O envelhecimento é considerado, por isso mesmo, não um fenómeno, mas antes uma propriedade que caracteriza os seres que possuem elementos redundantes! Quem não os possui não pode envelhecer: se o único elemento falhar, morre-se! Pelo exposto, facilmente se depreende que o envelhecimento é irreversível.

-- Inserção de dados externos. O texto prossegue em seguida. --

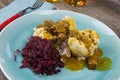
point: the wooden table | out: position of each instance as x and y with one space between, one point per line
107 11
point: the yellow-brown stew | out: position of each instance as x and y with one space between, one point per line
75 47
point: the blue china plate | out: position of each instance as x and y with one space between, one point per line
17 33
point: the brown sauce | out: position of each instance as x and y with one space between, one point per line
74 64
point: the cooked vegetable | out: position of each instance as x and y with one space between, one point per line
55 43
41 57
64 51
78 48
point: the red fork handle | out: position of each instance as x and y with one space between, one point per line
5 23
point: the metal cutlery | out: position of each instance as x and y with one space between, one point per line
36 5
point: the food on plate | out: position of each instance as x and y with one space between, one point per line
41 56
58 44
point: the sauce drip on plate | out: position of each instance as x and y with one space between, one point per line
74 64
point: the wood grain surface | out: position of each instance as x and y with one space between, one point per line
107 11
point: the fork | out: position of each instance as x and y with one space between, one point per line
36 5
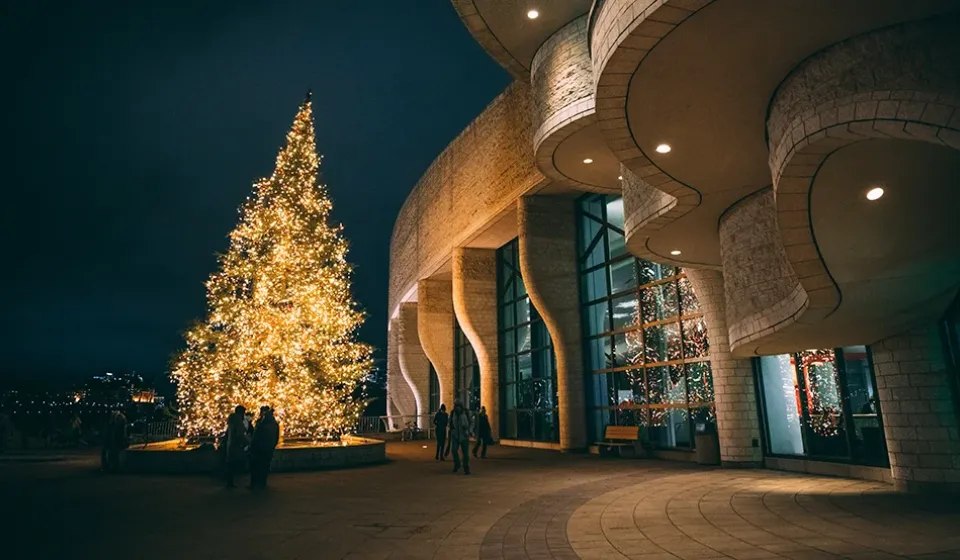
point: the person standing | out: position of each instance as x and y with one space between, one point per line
484 433
114 440
237 442
266 435
440 421
460 428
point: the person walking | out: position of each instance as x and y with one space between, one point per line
484 433
236 442
440 421
266 435
460 428
114 440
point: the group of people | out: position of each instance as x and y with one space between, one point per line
253 442
454 431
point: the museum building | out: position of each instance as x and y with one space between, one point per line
699 216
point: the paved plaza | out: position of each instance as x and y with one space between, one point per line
516 504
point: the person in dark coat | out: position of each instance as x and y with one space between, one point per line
484 433
114 440
440 424
460 431
236 442
265 438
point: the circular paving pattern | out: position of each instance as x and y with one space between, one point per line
517 504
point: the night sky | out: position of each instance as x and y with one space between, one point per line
134 130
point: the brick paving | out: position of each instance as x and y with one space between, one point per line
517 504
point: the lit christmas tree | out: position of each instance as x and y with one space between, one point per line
282 323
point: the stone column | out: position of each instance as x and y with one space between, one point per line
919 411
475 304
734 394
400 401
413 361
548 264
435 325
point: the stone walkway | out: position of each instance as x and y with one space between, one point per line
517 504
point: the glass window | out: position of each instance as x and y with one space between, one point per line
644 336
781 398
434 390
528 393
821 403
867 437
466 381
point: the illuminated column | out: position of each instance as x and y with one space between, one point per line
920 420
435 325
400 401
413 361
734 394
475 304
548 264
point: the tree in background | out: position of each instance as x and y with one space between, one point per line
282 324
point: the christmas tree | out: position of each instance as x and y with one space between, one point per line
282 323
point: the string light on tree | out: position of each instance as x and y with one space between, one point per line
281 328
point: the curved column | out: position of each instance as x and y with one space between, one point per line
920 417
734 394
435 325
413 361
762 292
896 83
400 401
548 264
475 305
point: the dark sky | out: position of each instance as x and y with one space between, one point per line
135 129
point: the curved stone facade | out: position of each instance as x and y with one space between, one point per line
657 100
548 257
762 291
435 320
836 98
563 90
476 178
413 361
623 32
562 80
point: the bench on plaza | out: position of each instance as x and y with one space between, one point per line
624 440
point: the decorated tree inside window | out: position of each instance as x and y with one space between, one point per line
282 324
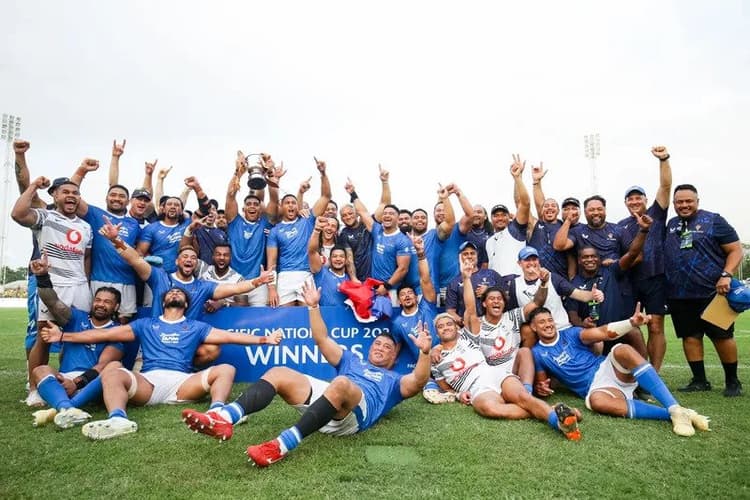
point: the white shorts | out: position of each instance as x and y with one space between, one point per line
78 296
344 427
605 376
258 297
289 285
490 379
166 384
127 296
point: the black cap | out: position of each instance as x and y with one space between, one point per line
499 208
141 193
59 182
571 201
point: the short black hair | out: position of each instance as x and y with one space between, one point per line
596 197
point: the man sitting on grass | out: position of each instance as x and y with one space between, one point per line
607 383
361 393
168 344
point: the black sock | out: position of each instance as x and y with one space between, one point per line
730 372
698 369
316 416
256 397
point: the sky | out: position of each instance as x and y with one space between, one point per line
434 91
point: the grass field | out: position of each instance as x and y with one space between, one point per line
417 451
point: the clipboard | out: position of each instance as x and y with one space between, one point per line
718 312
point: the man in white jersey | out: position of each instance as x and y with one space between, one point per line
494 392
168 343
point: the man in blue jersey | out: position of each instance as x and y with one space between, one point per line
107 268
76 383
160 281
329 277
360 394
168 344
647 277
247 230
701 251
286 249
606 383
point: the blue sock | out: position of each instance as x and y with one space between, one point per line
232 412
289 439
642 410
118 412
649 380
53 393
552 420
90 393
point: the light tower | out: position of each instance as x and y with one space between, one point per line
10 131
592 150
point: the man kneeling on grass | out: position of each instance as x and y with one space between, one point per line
607 383
494 391
361 393
168 344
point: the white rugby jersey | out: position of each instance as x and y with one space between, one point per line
65 241
458 366
500 342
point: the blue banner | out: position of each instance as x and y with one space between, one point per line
298 350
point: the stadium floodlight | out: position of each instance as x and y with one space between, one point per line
592 150
10 131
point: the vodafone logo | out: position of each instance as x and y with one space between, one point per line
74 236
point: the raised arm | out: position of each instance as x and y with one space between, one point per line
524 203
114 163
313 246
385 192
60 311
123 333
325 189
615 329
22 211
330 349
425 282
413 383
128 253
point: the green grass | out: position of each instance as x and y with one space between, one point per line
417 451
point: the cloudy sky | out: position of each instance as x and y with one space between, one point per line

Do ponto de vista científico, ainda não se sabe qual o efeito do exercício físico regular no envelhecimento biológico. Do ponto de vista teórico, se, por um lado, o aumento da exigência imposta aos órgãos pelo exercício parece promover a morte de células mais susceptíveis e a sua substituição por outras mais jovens e mais funcionais (parece haver um rejuvenescimento no presente), por outro lado, este maior turnover celular pode, em termos futuros, promover o esgotamento precoce de células stem e, assim sendo, comprometer a capacidade regenerativa, a longo prazo, desse órgão. 

Não se sabe ainda responder a esta dúvida. Para acentuar ainda mais a confusão sobre o tema, há que considerar que a diminuição da funcionalidade máxima de um determinado órgão que ocorre com a idade cronológica, não é da responsabilidade exclusiva do envelhecimento biológico, havendo também uma importante contribuição da baixa exigência funcional cronicamente imposta ao órgão. Por exemplo, a nível muscular esquelético, tem sido demonstrado que o treino físico aumenta a força muscular máxima em indivíduos idosos. Isto significa que o treino combate o envelhecimento? Não, porque o envelhecimento biológico tem um carácter irreversível! O próprio desuso muscular contribuiu para essa redução da força e, assim, no fenótipo de um indivíduo idoso, torna difícil separar o que é resultado do envelhecimento do que é consequente do desuso orgânico.




P.: Para terminar, algum novo projecto de investigação na calha? Ou sugestão de temas que seriam interessantes investigar no futuro?

R: Neste momento há vários projetos financiados de investigação fundamental a decorrer no laboratório que coordeno. Um diz respeito à plasticidade do tecido ósseo e às suas alterações celulares, de organização estrutural e de constituição da matriz orgânica e inorgânica, em resposta a alterações hormonais e à sobrecarga mecânica crónica. Um outro diz respeito aos mecanismos de cardioproteção motivados pelo treino físico. Existe ainda um outro projeto relacionado com a influência do exercício físico regular nos mecanismos de reparação celular (heteroplasmia mitocondrial) e tecidual (cicatrização vs. Regeneração) do músculo esquelético.  





Professor Doutor José Alberto Ramos Duarte

Professor catedrático da Faculdade de Desporto da UP

Licenciado em medicina e doutorado em biologia do desporto
Diretor do curso de doutoramento em Fisioterapia
Editor do International Journal of Sports Medicine
Editor dos Archives of Exercise in Health and Disease
211 artigos científicos publicados em revistas internacionais peer-review.